USPSA’s finances part 4: Program Service expenses

Program service expenses are the most important ways that USPSA spends their money. These are things like putting on USPSA Nationals, running RO seminars, producing Front Sight, and my favorite catch-all category, “member services.” Again staying with the 2013 tax return for the time being, you can find these listed on page 2 of the Form 990, under “Statement of Program Service Accomplishments.” If you skip down to box 4a-c, you’ll get a picture of how the money is allocated and how much revenue is directly generated from that event/line item. Here’s how it looks on 2013’s return:

  • National Championship Matches – Expenses $576,114 – Revenue $357,440
  • National Range Officer Institute – Expenses $141,981 – Revenue $394,473
  • Membership Services – Expenses $257,108 – Revenue $770,844

You’ll notice that the Membership Services revenue exactly matches the line item on page 9, 2a for revenue generated from Membership Dues. If you add up the numbers from Nationals and NROI you get a number that exactly matches the one listed under 2b for Entry Fees. So it’s safe to assume that $394k is how much USPSA made from classifier fees in 2013.

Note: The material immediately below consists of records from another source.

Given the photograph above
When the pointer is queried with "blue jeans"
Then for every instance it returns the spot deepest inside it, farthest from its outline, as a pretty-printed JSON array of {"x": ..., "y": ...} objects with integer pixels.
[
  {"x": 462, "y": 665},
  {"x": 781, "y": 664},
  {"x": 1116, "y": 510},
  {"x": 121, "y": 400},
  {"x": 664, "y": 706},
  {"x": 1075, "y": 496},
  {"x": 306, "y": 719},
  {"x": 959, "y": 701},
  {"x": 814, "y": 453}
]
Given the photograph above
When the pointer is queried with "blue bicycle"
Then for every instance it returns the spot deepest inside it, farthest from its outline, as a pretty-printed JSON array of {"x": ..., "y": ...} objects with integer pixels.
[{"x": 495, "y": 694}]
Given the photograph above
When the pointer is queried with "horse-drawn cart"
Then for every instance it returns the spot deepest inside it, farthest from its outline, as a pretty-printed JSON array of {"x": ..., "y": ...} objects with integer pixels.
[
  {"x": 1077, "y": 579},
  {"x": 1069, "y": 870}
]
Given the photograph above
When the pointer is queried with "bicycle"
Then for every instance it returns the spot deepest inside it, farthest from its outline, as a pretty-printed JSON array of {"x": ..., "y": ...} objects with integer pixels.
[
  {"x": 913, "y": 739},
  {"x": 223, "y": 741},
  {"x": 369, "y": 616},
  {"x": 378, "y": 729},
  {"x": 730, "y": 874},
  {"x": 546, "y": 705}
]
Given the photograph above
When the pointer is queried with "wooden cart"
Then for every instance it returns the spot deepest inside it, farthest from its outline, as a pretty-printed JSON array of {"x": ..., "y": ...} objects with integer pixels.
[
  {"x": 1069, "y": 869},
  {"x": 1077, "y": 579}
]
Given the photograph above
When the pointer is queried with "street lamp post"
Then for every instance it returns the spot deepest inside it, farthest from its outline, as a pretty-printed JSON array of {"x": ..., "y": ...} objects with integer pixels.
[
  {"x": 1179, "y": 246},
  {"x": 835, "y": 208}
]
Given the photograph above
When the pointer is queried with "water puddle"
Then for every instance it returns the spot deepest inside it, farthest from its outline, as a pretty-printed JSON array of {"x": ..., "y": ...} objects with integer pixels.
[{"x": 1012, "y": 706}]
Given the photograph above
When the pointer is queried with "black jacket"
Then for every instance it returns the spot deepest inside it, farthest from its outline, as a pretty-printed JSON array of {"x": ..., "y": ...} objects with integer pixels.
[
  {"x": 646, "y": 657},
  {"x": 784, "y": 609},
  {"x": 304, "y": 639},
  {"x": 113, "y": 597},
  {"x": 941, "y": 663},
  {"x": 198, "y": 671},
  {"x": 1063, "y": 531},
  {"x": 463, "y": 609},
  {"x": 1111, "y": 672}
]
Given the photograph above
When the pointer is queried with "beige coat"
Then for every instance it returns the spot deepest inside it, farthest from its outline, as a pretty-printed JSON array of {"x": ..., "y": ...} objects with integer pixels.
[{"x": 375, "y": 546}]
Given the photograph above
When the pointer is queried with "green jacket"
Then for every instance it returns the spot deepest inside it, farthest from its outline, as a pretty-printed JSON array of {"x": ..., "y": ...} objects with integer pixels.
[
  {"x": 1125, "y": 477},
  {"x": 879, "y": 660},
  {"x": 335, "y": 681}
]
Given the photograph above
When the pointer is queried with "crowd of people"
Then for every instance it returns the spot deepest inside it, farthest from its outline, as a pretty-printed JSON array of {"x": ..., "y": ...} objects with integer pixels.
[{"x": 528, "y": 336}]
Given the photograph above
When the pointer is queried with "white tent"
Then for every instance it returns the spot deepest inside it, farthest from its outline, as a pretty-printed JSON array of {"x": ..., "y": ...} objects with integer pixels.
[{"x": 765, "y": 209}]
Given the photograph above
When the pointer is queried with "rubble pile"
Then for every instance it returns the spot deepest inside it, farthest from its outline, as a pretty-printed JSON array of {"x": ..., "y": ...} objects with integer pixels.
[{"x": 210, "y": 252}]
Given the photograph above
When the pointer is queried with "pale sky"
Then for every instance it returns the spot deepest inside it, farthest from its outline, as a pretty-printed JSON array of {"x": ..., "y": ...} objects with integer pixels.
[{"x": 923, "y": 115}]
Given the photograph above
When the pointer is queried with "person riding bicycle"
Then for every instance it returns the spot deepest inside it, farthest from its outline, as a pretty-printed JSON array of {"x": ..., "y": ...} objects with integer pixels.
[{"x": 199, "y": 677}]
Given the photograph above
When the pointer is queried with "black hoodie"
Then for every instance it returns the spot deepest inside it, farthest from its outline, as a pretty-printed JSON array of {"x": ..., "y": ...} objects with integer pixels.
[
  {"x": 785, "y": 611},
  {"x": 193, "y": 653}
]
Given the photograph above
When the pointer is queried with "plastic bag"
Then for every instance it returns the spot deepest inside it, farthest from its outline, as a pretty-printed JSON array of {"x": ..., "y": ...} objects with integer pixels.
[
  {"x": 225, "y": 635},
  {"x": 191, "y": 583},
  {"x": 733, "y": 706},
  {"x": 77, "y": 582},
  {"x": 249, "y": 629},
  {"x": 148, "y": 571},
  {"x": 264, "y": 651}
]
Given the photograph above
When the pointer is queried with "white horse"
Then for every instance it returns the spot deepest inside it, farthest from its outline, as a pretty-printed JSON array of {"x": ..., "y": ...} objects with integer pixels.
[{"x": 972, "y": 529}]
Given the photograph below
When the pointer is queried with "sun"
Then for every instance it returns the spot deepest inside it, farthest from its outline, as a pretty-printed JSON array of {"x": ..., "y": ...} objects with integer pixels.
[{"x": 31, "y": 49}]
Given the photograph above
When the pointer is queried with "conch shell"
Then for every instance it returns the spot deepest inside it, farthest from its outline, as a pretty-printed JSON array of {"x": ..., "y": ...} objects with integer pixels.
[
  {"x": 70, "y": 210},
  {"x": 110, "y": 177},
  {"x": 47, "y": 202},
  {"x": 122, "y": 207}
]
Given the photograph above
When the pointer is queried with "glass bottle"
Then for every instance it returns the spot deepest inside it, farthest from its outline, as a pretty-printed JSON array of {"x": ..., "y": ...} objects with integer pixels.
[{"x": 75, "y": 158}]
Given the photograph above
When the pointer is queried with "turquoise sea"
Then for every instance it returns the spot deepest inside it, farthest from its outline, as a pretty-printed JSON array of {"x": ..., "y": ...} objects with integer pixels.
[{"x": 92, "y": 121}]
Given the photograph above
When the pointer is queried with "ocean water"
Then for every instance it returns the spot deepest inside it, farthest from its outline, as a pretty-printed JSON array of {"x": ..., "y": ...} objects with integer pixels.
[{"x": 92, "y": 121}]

This examination gets interesting when you move back to 2012’s return. The numbers are largely the same – Nationals loses money, the balance is made up by NROI/classifier fees, Membership Services makes money. However, on the 2012 return the production cost for Front Sight is listed as $353,109 and the revenue is listed as $37,911. But the same return lists $256,947 dollars in “Advertising” revenue. Now, I don’t know a lot, but one thing I do know a lot about is producing a print magazine. My question here is what does USPSA classify as “advertising” revenue? Because flipping through Front Sight, it is FULL of ads. Lots and lots of ads. They only do six issues a year, but I’m still having a hard time believing that six issues with that kind of ad count only results in $37k in revenue.

2011’s return doesn’t help answer the question either. It doesn’t even bother to list revenue generated by Front Sight, only marking that it cost $325,308 to produce six issues of the magazine. 2010’s return lists Front Sight as costing $300,106 to produce, and again no revenue is listed. So we have to do a little more work. I pulled a random sample of Front Sight from 2013. There are at least 17 full page ad blocks (either full page ads for a single advertiser, or two half page ads stacked on top of each other) and three full page cover ads. Assuming a 1:1 circulation ratio for Front Sight and USPSA membership, we can place their distribution around ~20,000. It’s a bi-monthly magazine, so six issues a year. We can pull their rates directly from the USPSA Front Sight Rate Card posted online and do some quick and dirty math: 17 full page ads at $1265 a pop, two inside covers at $1460, and one back cover at $1500. This does actually low ball it a little bit, because some of those “full page” ads we’re counting are actually two half-pages stacked, which are $700 each, but for quick and dirty analysis it’s fine. Add all of these numbers up and you get $26,000 in revenue just from full page ads. That doesn’t include the 1/3, 1/4, and various other tiny ads they litter all over the magazine. What I can gather from this is that the statement that Front Sight only generating $37,000 in revenue is completely wrong.

We’re left with two possible conclusions: 1) Front Sight has been horribly mismanaged and is a huge money sink, 2) Front Sight loses a little bit of money but not in a bad way. We can fairly conclusively state that the advertising revenue reported on the form includes other streams than just Front Sight.

I didn’t intend for this post to turn into an examination of Front Sight, but it has. On Monday, we’ll look at Nationals, and attempt to answer the questions: can USPSA run a profitable Nationals, and more importantly, should they?

2 Comments

  1. … Or maybe Caleb just doesn’t know all the advertising deals that apply to Front Sight?

    So maybe sponsors get discounts off the rate cards (or free ads, probably) depending on how much they support various events…. that would be a simple explanation for the discrepancy, and an entirely feasible one.

    1. I sell ads for a living. If I gave that level of discount off y rate card I’d be out of business.